Attraverso un comparativismo ampio e ricco, modulato come un grande oratorio bachiano, Ginzburg si muove a partire da un approccio morfologico del quale Wittgenstein diede esempio nelle note scritte a margine del Ramo d’oro («La spiegazione storica, la spiegazione come ipotesi di sviluppo è solo un modo di raccogliere i dati – la loro sinossi.
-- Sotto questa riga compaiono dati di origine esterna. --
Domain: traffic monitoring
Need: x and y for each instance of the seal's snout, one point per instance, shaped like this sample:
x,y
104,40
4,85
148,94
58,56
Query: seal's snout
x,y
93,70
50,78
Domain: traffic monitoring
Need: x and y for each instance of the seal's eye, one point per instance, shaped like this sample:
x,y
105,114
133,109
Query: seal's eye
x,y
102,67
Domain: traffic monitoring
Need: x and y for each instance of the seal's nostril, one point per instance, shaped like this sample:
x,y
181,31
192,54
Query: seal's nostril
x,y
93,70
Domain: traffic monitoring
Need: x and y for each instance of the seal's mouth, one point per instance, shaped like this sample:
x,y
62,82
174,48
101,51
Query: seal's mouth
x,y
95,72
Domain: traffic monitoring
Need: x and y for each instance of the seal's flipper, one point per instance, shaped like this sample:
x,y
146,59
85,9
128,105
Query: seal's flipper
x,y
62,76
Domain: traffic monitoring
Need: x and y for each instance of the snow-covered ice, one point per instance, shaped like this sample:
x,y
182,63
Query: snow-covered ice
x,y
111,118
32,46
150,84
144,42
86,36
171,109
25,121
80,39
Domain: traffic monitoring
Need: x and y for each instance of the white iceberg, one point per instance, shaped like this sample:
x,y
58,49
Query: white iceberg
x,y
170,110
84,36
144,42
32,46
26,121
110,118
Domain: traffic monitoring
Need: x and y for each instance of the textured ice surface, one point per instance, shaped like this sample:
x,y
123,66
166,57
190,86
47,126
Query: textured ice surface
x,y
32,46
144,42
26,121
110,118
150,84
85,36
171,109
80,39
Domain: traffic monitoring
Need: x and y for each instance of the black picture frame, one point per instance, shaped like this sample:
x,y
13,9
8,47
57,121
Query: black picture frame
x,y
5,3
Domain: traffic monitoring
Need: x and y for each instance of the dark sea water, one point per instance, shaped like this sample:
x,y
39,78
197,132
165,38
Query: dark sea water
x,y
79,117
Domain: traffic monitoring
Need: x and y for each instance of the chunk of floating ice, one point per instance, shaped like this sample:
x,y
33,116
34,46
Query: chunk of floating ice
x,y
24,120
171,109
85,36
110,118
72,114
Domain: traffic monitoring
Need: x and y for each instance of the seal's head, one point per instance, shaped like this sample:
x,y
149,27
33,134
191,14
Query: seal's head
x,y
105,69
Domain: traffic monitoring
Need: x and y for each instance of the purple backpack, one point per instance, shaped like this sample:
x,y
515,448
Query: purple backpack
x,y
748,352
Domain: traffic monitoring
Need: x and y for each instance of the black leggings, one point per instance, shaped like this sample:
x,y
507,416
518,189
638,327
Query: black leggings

È ugualmente possibile vedere i dati nella loro relazione reciproca e riassumerli in una immagine generale che non abbia la forma di uno sviluppo cronologico»), vedendo in esso, anziché l’abdicazione della Storia, la fondazione di quest’ultima non più intesa alla stregua di Historismus positivistico, ma come diacronia che scaturisce dalla morfologia, in un rovesciamento dello stesso assunto di Wittgenstein, per il quale la connessione formale non poteva essere considerata un’ipotesi evolutiva.

Nel XIV secolo, le crisi economiche e sociali in atto, come la peste, misero in moto una catena persecutoria a un capo della quale lebbrosi ed ebrei, in un processo che non durò nemmeno un secolo, diedero adito all’apparizione dell’immagine di una setta organizzata di streghe e stregoni: tutte figure socialmente liminali alle quali, proprio per questo, era più facile attribuire un fantomatico complotto i cui ingredienti principali erano costituiti dal caos e dal rovesciamento dell’ordine costituito, concretatisi nei poli dell’antropofagia (soprattutto infantile) e della sfrenatezza orgiastica. Se questa tesi, espressa nella prima parte dell’opera, non incontrò particolari resistenze, la “congettura euroasiatica”, che mette in connessione alcune figure specifiche emergenti nel sabba (le metamorfosi animalesche, il volo verso i raduni notturni) con un retroterra incredibilmente antico e ampio, affondato nella cultura sciamanica ed estatica che attraversò gran parte dell’Asia e dell’Europa nell’antichità, mise invece la seconda e terza parte di Storia notturna sotto una luce più ambigua, di primo acchito difficile da accettare. Ginzburg individua nella nèkyia, cui gli elementi prima evocati inequivocabilmente accennano nelle religioni estatiche, un nucleo originario, fondante, che attraverso una serie di metamorfosi trapassa attraverso gli strati geologici per giungere alla modernità.

Non stupirà, in questa prospettiva, che Ezra Pound abbia affidato l’incipit di un poema come I Cantos, così profondamente orientato alla definizione di una genealogia umana e culturale, al rifacimento dell’XI libro dell’Odissea non direttamente dall’originale, bensì da una versione rinascimentale di Andrea Divo da Capodistria, offrendo una metafora della fondamentale importanza che la catabasi, o comunque il contatto coi morti, ha avuto nel corso della Storia, attraverso riscritture e reinterpretazioni.

Ma, per fare questo, Ginzburg ha dovuto rivedere radicalmente il concetto di archetipo; lo stesso Romano Màdera, nella recente monografia dedicata a Jung, ha posto in rilievo la necessità di allontanarne la fisionomia da quell’immobilità tipica di «una trasmissione ereditaria di caratteri culturali acquisiti». Stornando questa impostazione a favore di una visione che individui, invece, le costrizioni formali nella simmetria e nella stazione eretta del corpo umano, Ginzburg forse non risolve il problema della trasmissione dei miti, ma si avvicina di sicuro a quella morfologia dinamica che Goethe, in un distico fulminante de La metamorfosi delle piante, così espresse: «Tutte le forme sono simili e nessuna somiglia all’altra, / E così il coro accenna a una legge segreta».